終点アウラジは山間の寂しい村
アウラジ。「ぼくも初めて聞いた地名です。韓国固有の言葉なんでしょうが、意味はわかりません。現地で尋ねてみましょう」。元新聞記者の姜先生も知らなかったアウラジは、特急が走る幹線から、脇へひょろっと延びた、盲腸のような行き止まり線の終点で、動力車1両に客車1両がついた鈍行が、1日3往復するだけである。
最近、韓国の鉄道ファンに再発見されるところとなり、生活路線というより、なかば観光列車として生き延びていた。乗客は終点のアウラジまで乗ってきて、同じ列車で折り返し帰ってゆく。

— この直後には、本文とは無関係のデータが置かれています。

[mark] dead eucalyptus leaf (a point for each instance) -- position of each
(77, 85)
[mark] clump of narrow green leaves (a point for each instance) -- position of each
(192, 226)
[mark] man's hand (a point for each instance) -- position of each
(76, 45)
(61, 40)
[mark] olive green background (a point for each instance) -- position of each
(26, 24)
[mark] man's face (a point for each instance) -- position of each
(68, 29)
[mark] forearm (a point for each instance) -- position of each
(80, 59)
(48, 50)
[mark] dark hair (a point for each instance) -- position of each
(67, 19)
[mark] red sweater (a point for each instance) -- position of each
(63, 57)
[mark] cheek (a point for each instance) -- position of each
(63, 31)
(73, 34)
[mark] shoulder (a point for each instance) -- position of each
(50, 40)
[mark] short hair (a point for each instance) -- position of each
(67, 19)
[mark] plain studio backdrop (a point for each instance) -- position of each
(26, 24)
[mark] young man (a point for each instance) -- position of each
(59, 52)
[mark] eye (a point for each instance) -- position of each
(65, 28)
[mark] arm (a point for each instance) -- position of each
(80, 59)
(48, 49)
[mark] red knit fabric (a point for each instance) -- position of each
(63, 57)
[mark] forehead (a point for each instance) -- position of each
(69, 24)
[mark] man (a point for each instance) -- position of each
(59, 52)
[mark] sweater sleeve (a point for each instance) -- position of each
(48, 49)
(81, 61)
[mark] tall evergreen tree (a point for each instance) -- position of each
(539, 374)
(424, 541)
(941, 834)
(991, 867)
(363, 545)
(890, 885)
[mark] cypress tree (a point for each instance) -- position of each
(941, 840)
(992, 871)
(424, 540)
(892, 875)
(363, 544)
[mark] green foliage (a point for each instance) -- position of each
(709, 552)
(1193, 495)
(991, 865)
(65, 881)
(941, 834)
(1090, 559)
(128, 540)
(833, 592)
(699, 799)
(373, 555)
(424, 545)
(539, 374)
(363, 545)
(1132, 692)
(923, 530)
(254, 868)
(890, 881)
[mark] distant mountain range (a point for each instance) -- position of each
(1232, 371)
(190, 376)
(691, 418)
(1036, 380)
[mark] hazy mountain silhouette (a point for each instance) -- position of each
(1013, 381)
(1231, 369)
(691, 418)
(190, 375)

姜先生(左)はアウラジの女とあっという間に意気投合。携帯電話の番号を交換してしまった
そんな観光客が帰ってしまったあとのアウラジは、山間の素朴で寂しい村である。駅前の通りにも、ひと気がまったくない。しかし、「タバン」(喫茶店)の看板が、ひとつあがっていた。姜(カン)先生も山口先生も、喫茶店世代とでもいおうか、タバンがあると、入ってみないと気が済まない。店主は李麗仙に似た40歳くらいの女性だった。「ザ・ファースト・インプレッション!」と姜先生が、英語で声をかける。第一印象が気に入ったらしい。